Our study examined the independent as well as the combined associations of low muscle mass and various chronic diseases with physical performance. The independent association of low muscle mass was stronger than that of each disease with grip strength and gait speed, indicating that maintenance of muscle mass is crucial to improving physical performance. Participants with two or more chronic diseases and low muscle mass performed more poorly than those with no risk factors after we adjusted for confounding factors, which illustrates the importance of physical training for older adults with multiple chronic conditions. These findings suggest that clinicians, public health workers, and investigators can create strategies to prevent or slow the decline of physical performance in these groups.

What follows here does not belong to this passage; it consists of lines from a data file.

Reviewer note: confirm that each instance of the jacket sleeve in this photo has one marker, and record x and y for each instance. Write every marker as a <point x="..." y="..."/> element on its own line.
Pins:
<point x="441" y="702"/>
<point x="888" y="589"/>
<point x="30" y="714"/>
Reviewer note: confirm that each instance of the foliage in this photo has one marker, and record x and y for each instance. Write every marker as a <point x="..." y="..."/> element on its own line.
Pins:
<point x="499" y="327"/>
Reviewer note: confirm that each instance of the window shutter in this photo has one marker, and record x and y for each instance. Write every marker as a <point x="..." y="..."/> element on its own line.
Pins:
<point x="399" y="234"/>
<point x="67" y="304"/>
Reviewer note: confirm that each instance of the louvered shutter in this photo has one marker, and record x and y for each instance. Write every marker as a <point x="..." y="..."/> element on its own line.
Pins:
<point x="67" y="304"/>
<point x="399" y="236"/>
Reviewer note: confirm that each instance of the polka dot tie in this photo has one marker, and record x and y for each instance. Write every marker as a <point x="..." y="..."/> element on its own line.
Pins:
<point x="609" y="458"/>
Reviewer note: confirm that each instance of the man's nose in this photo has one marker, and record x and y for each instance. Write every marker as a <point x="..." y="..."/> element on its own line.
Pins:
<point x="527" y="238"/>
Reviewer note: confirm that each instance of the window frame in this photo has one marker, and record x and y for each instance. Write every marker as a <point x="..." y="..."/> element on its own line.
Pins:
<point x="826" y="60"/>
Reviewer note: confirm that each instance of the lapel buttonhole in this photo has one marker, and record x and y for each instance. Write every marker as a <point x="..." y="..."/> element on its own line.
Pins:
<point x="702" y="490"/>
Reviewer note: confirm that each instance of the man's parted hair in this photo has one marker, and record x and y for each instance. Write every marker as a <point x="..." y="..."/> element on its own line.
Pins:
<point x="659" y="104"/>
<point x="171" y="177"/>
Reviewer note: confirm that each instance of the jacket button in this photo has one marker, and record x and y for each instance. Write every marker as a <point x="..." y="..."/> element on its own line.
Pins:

One limitation of this study was the differences in measurement of physical performance at different study sites. Inter-observer consistency of measurement could not be verified. To control for the effect of this confounding factor, we used site-specific cutoff points to define performance status as normal or abnormal. The study site was added to multivariate models to control for the effect of this confounder on the relationship between muscle mass and comorbidities and physical performance. Another limitation was assessment of chronic disease by participant self-report without clinical confirmation of a diagnosis. This may have led to underestimation of disease prevalence; however, a previous study observed that self-reported data on common chronic conditions exhibit a moderate to strong agreement with medical records [41]. We may have underestimated the independent effect of chronic disease, or the combined association of chronic disease and low muscle mass, with physical performance through nondifferential misclassification.

Conclusion

In older adults, the co-occurrence of low muscle mass and chronic disease contributed to a higher risk of impairment of physical performance than did either factor alone. The independent association between low muscle mass and physical-performance impairment was much stronger than that between each disease and physical-performance impairment.